Integrated Pest Management is a practical way of reducing the use of pesticides, one of the major threats to pollinators. There are many descriptions of IPM. Some are more general, some are more detailed. The general concept is always that the use of chemical pesticides is the last resort to control a pest or disease and should be preceded by a cascade of activities that should help to avoid – as much as possible – the need for chemical pesticides. These activities are based on a set of principles that are illustrated in figure 1.
Figure 1. Principles of IPM
The principles in their character show a gradual shift from prevention of the occurrence of diseases and pests to curation when they despite the preventive measures do occur.

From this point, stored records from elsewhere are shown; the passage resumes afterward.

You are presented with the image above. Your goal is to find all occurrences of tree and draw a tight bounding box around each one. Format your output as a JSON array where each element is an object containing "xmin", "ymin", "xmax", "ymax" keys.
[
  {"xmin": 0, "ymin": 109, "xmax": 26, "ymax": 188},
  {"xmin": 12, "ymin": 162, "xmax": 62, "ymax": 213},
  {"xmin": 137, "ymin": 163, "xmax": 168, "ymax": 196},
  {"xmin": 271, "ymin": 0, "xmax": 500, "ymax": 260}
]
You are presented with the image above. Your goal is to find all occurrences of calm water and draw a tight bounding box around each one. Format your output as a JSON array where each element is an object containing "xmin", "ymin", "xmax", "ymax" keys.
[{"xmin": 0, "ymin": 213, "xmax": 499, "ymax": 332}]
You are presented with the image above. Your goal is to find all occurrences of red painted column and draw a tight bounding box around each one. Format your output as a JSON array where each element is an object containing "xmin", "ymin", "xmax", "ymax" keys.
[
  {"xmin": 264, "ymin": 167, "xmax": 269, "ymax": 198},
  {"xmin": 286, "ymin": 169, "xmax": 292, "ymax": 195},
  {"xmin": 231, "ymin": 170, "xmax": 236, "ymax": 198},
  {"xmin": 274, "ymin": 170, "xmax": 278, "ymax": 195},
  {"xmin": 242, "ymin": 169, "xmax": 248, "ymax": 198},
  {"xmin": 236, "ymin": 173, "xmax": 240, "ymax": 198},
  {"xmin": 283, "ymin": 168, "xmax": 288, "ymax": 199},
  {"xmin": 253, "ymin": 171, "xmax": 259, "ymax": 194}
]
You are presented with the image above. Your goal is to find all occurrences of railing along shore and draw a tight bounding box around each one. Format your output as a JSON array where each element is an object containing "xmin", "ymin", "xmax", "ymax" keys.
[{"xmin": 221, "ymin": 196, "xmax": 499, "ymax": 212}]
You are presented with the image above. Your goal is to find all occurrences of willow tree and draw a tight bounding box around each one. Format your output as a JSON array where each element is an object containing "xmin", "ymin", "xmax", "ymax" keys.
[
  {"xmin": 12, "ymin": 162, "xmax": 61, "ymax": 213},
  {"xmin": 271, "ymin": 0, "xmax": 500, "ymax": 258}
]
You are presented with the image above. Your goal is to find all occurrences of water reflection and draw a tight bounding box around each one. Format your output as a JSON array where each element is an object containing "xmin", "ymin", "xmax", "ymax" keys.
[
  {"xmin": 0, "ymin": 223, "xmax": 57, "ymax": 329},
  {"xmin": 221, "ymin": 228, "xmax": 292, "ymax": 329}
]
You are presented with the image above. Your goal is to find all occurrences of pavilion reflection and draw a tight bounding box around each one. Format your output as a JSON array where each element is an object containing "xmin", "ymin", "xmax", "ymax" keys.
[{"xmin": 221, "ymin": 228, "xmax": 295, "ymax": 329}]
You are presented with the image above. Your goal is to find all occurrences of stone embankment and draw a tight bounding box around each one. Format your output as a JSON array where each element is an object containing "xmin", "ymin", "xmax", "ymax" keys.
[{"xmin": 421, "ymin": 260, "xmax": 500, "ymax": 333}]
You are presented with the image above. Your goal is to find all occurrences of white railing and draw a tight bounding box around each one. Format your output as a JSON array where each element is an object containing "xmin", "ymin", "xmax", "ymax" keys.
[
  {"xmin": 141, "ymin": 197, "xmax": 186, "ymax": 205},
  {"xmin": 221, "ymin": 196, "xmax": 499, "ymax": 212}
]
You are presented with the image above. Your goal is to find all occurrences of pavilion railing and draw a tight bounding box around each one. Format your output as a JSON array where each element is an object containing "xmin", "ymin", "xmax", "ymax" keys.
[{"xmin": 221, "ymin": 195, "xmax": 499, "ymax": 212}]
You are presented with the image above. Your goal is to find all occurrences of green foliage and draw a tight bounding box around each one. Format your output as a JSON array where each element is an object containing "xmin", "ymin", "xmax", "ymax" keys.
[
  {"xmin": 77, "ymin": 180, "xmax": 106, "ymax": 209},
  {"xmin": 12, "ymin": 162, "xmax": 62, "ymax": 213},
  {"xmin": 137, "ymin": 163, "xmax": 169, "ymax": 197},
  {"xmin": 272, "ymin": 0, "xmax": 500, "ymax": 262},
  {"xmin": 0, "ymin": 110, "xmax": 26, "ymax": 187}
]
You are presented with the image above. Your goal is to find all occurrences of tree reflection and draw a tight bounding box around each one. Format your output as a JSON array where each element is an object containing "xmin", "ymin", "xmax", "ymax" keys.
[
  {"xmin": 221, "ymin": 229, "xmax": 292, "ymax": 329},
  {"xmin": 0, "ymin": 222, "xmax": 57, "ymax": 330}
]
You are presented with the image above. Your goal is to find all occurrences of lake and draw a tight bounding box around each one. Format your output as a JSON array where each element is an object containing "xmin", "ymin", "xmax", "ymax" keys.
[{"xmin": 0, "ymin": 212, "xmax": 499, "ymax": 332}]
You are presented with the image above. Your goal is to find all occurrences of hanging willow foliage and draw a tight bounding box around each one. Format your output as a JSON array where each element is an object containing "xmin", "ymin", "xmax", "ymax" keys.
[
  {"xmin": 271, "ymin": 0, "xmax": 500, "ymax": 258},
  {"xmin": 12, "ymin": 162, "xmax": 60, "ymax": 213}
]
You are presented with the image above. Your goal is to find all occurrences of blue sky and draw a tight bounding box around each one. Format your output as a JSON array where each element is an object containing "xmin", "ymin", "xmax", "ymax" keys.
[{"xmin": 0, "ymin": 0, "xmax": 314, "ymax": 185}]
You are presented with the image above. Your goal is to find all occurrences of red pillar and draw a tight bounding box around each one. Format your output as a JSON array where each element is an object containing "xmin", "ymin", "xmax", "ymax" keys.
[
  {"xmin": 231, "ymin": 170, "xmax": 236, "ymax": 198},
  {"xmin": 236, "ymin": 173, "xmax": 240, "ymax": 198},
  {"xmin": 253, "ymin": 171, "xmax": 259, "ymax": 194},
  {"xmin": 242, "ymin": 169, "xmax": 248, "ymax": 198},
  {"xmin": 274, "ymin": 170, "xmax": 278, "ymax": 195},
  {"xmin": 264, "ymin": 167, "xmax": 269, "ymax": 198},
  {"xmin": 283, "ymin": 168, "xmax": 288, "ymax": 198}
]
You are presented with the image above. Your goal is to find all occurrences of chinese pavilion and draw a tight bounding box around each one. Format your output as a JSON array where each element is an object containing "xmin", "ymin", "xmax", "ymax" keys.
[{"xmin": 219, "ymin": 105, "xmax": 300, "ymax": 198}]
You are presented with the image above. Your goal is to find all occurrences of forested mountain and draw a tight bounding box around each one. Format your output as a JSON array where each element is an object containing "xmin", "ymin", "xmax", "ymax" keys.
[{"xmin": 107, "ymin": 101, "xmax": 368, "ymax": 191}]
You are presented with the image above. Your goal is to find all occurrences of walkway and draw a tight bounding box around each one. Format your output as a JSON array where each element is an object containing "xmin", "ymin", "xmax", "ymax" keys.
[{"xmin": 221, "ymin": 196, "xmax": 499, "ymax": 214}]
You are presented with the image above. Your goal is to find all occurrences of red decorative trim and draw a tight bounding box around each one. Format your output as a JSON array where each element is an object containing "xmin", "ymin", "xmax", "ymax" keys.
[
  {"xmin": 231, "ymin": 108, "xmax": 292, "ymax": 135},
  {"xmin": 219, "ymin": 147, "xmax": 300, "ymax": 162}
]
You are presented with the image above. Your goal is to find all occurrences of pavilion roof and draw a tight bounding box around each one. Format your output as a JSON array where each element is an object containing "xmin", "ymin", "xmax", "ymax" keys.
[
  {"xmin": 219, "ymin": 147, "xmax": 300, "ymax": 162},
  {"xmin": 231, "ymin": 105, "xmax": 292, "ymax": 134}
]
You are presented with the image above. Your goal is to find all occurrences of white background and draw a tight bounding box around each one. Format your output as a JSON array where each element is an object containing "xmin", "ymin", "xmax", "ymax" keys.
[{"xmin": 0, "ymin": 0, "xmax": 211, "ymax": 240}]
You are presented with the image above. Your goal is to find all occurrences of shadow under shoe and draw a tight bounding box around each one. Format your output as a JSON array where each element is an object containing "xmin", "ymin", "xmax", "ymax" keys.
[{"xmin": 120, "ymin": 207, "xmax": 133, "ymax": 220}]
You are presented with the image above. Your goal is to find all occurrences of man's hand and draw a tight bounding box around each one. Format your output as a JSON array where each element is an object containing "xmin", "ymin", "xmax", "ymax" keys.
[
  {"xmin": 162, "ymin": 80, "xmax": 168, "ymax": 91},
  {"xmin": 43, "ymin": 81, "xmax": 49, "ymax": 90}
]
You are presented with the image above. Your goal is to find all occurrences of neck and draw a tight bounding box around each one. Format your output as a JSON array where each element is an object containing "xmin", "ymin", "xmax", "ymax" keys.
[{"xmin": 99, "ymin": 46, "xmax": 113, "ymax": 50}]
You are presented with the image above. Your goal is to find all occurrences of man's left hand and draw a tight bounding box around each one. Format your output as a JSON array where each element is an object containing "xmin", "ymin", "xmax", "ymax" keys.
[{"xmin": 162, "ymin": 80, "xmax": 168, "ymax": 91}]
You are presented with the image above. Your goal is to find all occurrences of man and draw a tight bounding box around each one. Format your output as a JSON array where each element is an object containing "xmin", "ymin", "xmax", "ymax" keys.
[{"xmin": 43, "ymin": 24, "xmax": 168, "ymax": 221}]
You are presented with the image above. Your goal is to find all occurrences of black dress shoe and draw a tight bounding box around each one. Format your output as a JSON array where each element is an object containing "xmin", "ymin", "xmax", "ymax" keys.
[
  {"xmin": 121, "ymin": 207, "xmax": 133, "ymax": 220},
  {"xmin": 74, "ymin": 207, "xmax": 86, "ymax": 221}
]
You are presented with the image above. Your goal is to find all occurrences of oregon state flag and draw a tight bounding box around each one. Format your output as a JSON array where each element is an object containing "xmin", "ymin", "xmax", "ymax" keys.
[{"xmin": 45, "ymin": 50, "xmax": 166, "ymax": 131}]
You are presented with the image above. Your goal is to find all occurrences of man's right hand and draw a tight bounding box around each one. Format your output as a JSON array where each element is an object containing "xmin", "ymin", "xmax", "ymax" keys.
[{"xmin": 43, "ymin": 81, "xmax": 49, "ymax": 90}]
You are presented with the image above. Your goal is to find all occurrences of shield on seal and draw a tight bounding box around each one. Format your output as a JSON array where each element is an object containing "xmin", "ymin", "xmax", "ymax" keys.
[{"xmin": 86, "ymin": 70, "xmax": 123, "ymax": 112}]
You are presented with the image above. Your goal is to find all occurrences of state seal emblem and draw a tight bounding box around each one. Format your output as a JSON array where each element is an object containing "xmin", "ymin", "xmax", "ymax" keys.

- As a first principle for all good agricultural practice, it is essential to work on good growing conditions combined with crops that are fit for purpose. Soil must be in good condition, varieties must be fit for the climate and, where possible, be resistant to the relevant pests and diseases. Applying these and other preventive measures help avoiding the pests and diseases to come up.
- Next principal is about knowing the situation. It is of course important to know what the condition of the crop is, and whether plagues or diseases are discernible. This is essential to be able to decide whether corrective measures are to be applied.
- The question whether these corrective measures are proportional must then be answered (third principal). Obviously, this is a very nuanced consideration. For one individual aphid, mite or worm the one day, can be a full-blown infection the next. This is all depending on diverse factors such as the growing phase of the crop, the current condition of the crop and the weather conditions. In the industrialized agriculture decision support systems have been developed to help the farmer decide whether there is a problem or not, and if yes what to do.
- When it is concluded that there is an actual problem, the first step is to apply physical measures (fourth principal). These can be measures such as weeding or pruning or traps or even the removal of infested plants.
- A step further (fifth principal) can be the active introduction of organisms that have a controlling function on the plague or pest, or to apply organic pest control substances. Finally, if all these measures have not helped, it can be decided to apply chemical substances.
- But even then, (sixth principal) good application of IPM requires a thorough consideration of which pesticides should be used, how they should be supplied (e.g. avoid drift of the substance), and it must be prevented that the pest organism may develop resistance against the pesticide.